New Journalism », « narrative non-fiction », « non-fiction novel »… Autant d’appellations accréditant l’idée que la littérature du réel prend sa source aux Etats-Unis. Il est vrai qu’elle y est légitimée et continûment vivace, grâce à un circuit de promotion et de diffusion bien rodé. D’abord, des magazines privilégiant une longue durée pour l’investigation, Vanity Fair, The New Yorker, Esquire, Rolling Stone… – des titres qui résistent bien à la crise de la presse. Plus tard, une reprise en livre, une narration encore plus extensive, parfois suivie d’une cession de droits audiovisuels.
La symbiose entre journalisme et littérature est toutefois plus ancienne que l’anthologie conçue par Tom Wolfe en 1973, The New Journalism. Dès 1722, Daniel Defoe, l’auteur de Robinson Crusoé, chroniqua à partir de témoignages et de documents, dans son Journal de l’année de la peste, l’épidémie qui avait ravagé Londres en 1665. « En Amérique du Sud, ils font même remonter la cronica – le maître mot là-bas – à la découverte européenne du continent, puisque les voyageurs en repartaient avec des récits d’aventure », signalent Cyril Gay et Clémence Billault, fondateurs des éditions Marchialy, dont le catalogue, spécialisé dans ce genre, couvre des territoires peu représentés jusque-là.

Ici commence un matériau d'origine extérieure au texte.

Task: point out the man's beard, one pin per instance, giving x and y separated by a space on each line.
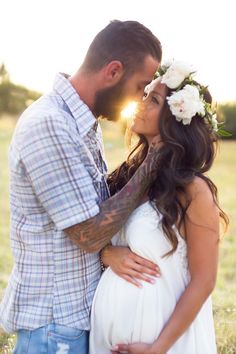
109 102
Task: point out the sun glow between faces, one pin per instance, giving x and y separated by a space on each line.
128 112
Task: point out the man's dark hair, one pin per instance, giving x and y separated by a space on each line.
127 41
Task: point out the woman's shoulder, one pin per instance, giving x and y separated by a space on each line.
199 187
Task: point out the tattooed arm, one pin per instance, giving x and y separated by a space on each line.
93 234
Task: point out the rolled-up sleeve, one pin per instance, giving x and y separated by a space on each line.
53 163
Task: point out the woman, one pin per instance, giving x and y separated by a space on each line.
176 226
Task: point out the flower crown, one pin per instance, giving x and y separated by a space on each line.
187 97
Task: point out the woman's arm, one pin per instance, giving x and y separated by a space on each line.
202 237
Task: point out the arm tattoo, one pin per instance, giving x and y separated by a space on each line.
93 234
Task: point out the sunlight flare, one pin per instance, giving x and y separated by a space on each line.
129 111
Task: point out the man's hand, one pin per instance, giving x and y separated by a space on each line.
137 348
129 266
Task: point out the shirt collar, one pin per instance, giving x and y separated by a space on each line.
85 119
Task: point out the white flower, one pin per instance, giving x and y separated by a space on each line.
176 74
186 103
214 123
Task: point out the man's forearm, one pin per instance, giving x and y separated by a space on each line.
93 234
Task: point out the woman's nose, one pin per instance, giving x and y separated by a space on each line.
141 107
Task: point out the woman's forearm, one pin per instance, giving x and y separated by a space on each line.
185 312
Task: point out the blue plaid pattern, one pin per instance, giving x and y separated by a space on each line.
58 179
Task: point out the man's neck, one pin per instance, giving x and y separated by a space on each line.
85 86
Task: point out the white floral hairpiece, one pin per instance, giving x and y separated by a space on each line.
187 97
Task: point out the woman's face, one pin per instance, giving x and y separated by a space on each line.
146 121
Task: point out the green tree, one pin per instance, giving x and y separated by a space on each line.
227 112
14 98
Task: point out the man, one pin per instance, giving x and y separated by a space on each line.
61 213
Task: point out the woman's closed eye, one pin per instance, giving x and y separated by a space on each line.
155 100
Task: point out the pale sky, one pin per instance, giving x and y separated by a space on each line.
40 38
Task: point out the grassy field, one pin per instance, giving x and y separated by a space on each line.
223 174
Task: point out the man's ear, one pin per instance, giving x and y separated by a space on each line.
113 72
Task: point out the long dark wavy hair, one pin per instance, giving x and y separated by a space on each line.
187 151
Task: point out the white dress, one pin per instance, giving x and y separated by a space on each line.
123 313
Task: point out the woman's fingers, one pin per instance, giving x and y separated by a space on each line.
131 280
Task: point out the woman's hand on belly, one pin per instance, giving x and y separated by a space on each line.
129 266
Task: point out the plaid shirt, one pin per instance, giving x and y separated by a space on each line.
57 180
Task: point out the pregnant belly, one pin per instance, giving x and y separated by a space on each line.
125 313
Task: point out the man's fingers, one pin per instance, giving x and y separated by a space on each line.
131 280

Une volonté de dénonciation sociale
Les auteurs latino-américains manifestent, de longue date, une volonté de dénonciation sociale à travers des enquêtes au long cours. « De sang-froid, de Truman Capote, a marqué un point de bascule aux Etats-Unis mais, quelques années plus tôt, en 1957, était déjà paru Opération massacre, de Rodolfo Walsh [Christian Bourgois, 2010] », rappellent les éditeurs. Signe de cette vitalité, Gabriel Garcia Marquez a créé, en 1995, la Fondation du nouveau journalisme ibéro-américain (FNPI), qui a promu une nouvelle génération d’écrivains-journalistes, comme le Colombien Alberto Salcedo Ramos et le Chilien Cristian Alarcon. A Barcelone, l’Université autonome dispense également un diplôme de fin de cursus en journalisme littéraire.
A l’Est aussi ont émergé de grands noms, tels le Polonais Ryszard Kapuscinski (1931-2007) ou la Biélorusse Svetlana Alexievitch, Prix Nobel de littérature 2015. Parmi les héritières de cette dernière figurent aujourd’hui la Bulgare Kapka Kassabova (Lisière, Marchialy, 2020) et la Franco-Finlandaise Taina Tervonen (Les Fossoyeuses, Marchialy, 2021), toutes deux acharnées à radiographier les séquelles des conflits, la guerre froide pour l’une, la guerre en Bosnie-Herzégovine pour l’autre. Preuve que le genre s’est mondialisé, le lancement, en 2019, du True Story Award, un prix international pour lequel les impétrants peuvent soumettre en douze langues « un récit d’événements réels, dans une langue riche », résultat d’« une recherche approfondie sur les lieux, de faits rigoureusement établis ».